Fogo Cruzado
Candiota terá Departamento Municipal de Água e Esgoto
por Redação JM
A Câmara de Candiota aprovou o projeto de lei que cria o Departamento Municipal de Água e Esgoto, estrutura que ficará responsável pela gestão dos serviços de abastecimento de água e esgotamento sanitário no município. A proposta, apresentada pelo governo do prefeito Luiz Carlos Folador, do MDB, foi aprovada após intenso debate no Legislativo e encerra uma tramitação marcada por discussões sobre os impactos da medida e sua relação com o novo marco legal do saneamento.
Segundo Folador, a criação do departamento representa o cumprimento de um compromisso assumido durante a campanha eleitoral e permitirá concentrar a gestão dos serviços, atualmente distribuídos entre as secretarias de Obras e de Finanças. A nova estrutura será responsável por planejar, operar e ampliar os investimentos no sistema de abastecimento e esgotamento sanitário. "O departamento vai cuidar da água e do esgoto de forma específica. Nós vamos separar essa atividade das secretarias para dar mais eficiência aos investimentos e à gestão", afirma.
De acordo com o Executivo, o novo órgão será estruturado com servidores que já atuam no sistema municipal de abastecimento, sem necessidade imediata de ampliação do quadro efetivo. A administração pretende aproveitar a equipe existente, responsável pela operação das três estações de tratamento de água do município, que funcionam de forma ininterrupta.
Folador informa que o município continuará investindo na modernização do sistema, citando a aquisição de geradores, bombas, equipamentos e produtos químicos, além da compra recente de uma inversora para os painéis elétricos, ao custo de cerca de R$ 30 mil. A proposta também prevê a busca por experiências de outros serviços municipais de saneamento, como o Daeb, de Bagé, e o Sanep, de Pelotas.
Um dos principais objetivos do novo departamento será reduzir o desperdício de água e melhorar a eficiência operacional. Conforme o prefeito, Candiota produz água suficiente para abastecer uma população quatro vezes maior que a atual, reflexo de perdas e consumo inadequado. A administração pretende implantar a hidrometria de forma gradativa e intensificar a cobrança pelo serviço, diante de um índice de inadimplência que, segundo Folador, chega a 75%. "O sistema precisa arrecadar para continuar investindo. Não haverá privatização, mas haverá cobrança pelo fornecimento de água", destacou.

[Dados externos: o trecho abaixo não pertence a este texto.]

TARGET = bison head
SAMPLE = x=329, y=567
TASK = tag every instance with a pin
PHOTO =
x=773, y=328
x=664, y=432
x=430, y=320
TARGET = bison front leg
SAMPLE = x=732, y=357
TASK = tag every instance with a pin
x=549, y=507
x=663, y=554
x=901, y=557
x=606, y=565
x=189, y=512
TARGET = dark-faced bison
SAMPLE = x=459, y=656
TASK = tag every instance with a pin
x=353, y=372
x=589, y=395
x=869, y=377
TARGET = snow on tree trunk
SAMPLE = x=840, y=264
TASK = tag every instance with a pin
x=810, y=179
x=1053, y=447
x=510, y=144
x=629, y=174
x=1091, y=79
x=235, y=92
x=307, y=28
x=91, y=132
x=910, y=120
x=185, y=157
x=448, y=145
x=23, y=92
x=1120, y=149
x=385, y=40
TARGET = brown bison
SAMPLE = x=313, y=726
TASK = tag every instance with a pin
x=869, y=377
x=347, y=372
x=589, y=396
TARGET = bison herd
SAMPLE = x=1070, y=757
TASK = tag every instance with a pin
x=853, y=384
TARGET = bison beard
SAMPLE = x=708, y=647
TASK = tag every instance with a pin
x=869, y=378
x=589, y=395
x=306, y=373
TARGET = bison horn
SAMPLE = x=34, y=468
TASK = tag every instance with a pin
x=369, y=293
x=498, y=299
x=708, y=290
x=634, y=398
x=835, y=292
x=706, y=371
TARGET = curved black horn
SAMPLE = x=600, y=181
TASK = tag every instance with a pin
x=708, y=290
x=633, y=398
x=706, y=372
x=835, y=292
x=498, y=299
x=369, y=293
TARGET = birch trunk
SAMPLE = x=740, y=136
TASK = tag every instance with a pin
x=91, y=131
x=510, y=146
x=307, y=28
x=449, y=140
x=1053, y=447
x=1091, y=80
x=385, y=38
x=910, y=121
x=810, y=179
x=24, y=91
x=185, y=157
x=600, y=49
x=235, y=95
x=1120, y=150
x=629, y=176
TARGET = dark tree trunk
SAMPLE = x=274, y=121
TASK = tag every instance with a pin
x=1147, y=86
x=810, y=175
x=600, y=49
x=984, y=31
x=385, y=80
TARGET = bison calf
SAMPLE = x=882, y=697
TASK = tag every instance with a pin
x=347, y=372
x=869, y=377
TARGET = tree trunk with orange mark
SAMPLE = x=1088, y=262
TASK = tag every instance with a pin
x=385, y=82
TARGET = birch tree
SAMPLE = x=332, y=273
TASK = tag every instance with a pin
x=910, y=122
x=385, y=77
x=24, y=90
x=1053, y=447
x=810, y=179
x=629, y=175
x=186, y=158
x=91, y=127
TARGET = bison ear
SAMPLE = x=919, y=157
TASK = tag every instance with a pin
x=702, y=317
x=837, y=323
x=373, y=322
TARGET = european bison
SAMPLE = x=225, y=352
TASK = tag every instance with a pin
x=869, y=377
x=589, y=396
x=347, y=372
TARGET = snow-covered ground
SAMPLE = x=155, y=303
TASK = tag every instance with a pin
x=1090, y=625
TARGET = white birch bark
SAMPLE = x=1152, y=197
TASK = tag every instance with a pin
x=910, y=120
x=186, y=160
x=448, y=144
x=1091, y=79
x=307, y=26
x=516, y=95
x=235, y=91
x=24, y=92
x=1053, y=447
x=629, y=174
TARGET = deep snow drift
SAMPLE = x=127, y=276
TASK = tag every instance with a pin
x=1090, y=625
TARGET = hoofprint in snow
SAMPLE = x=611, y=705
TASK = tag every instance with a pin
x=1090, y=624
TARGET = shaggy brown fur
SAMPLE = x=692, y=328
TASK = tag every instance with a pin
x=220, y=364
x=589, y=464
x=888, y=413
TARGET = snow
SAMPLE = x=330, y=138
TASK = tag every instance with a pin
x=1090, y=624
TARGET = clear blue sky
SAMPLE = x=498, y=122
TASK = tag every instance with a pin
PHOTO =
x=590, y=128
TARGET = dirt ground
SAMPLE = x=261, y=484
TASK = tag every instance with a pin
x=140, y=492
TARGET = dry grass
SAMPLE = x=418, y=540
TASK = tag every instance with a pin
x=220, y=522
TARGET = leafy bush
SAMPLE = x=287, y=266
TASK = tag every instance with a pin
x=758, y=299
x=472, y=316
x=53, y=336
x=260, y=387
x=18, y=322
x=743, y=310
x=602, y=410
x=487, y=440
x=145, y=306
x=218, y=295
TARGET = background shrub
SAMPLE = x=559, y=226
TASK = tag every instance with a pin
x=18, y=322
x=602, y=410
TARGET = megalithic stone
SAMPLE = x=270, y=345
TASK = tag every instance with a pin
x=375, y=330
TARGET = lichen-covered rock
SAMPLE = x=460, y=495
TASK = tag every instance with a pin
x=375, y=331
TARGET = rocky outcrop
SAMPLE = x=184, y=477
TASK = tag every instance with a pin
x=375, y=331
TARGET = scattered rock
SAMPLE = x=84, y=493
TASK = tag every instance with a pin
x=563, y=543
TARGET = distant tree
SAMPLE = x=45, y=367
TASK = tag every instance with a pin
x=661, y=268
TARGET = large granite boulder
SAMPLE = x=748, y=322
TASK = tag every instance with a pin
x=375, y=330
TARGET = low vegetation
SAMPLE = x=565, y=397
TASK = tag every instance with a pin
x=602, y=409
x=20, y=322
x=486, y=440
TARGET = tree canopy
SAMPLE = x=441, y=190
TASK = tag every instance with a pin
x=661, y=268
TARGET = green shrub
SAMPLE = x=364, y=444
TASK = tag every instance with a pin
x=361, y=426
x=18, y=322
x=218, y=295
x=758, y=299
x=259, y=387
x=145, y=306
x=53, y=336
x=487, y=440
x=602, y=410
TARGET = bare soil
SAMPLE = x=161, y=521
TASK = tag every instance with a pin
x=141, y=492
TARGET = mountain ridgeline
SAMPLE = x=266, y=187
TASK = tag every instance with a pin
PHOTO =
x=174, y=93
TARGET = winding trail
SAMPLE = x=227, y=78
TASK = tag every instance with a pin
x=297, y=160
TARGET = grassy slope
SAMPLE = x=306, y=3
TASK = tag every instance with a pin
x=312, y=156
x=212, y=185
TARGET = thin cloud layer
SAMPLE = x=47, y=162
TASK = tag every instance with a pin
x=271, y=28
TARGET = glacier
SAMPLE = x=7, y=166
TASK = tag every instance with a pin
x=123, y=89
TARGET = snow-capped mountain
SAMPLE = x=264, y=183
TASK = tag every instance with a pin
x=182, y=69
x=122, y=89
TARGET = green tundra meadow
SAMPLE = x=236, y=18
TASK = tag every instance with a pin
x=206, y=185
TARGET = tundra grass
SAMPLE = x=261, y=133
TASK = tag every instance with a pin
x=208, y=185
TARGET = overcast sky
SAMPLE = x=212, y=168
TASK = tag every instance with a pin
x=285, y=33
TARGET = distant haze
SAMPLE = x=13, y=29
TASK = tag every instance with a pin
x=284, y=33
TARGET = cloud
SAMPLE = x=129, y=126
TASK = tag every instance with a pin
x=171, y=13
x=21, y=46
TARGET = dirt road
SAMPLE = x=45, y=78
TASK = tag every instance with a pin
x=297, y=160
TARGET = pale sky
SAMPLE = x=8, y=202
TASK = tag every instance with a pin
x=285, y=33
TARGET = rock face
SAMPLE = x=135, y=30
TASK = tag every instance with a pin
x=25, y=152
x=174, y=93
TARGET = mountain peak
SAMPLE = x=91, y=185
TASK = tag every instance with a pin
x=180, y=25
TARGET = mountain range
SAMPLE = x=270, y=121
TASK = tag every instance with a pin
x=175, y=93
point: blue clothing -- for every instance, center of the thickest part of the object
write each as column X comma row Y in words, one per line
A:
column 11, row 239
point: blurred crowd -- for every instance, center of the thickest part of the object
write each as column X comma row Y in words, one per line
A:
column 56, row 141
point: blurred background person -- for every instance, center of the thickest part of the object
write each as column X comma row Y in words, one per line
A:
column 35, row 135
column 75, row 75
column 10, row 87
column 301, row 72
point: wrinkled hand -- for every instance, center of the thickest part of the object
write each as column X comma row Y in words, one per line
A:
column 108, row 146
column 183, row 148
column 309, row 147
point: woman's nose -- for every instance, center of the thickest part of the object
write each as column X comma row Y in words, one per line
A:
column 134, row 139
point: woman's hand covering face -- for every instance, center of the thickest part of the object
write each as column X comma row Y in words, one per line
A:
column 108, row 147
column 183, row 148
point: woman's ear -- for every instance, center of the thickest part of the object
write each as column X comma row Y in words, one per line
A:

Durante a tramitação, um dos principais pontos de divergência esteve relacionado à possibilidade de gestão associada dos serviços, prevista no projeto. A oposição manifestou preocupação de que o dispositivo pudesse abrir caminho para uma eventual privatização do abastecimento de água. O governo, por sua vez, sustentou que a previsão apenas adequa a legislação municipal ao novo marco legal do saneamento básico, permitindo convênios e cooperação regionalizada, sem transferir a operação para a iniciativa privada.
Além da reorganização administrativa, a prefeitura afirma que o departamento será fundamental para cumprir as metas de universalização estabelecidas pelo marco do saneamento até 2033. Segundo o prefeito, o município já alcança entre 95% e 98% de cobertura no abastecimento urbano, restando ampliar o atendimento principalmente nas comunidades rurais.
A administração anunciou investimentos com recursos do Programa de Aceleração do Crescimento (PAC), incluindo cerca de R$ 9,85 milhões para implantação de uma adutora entre a barragem da Âmbar Energia e a Estação de Tratamento de Água da Vila Residencial, além da expansão da rede de abastecimento no meio rural. Outro investimento previsto é a construção de uma nova Estação de Tratamento de Água no assentamento Oito de Agosto, com recursos de aproximadamente R$ 1 milhão. Na área do esgotamento sanitário, o novo departamento também terá a missão de adequar as estações de tratamento existentes às exigências do novo marco legal do saneamento.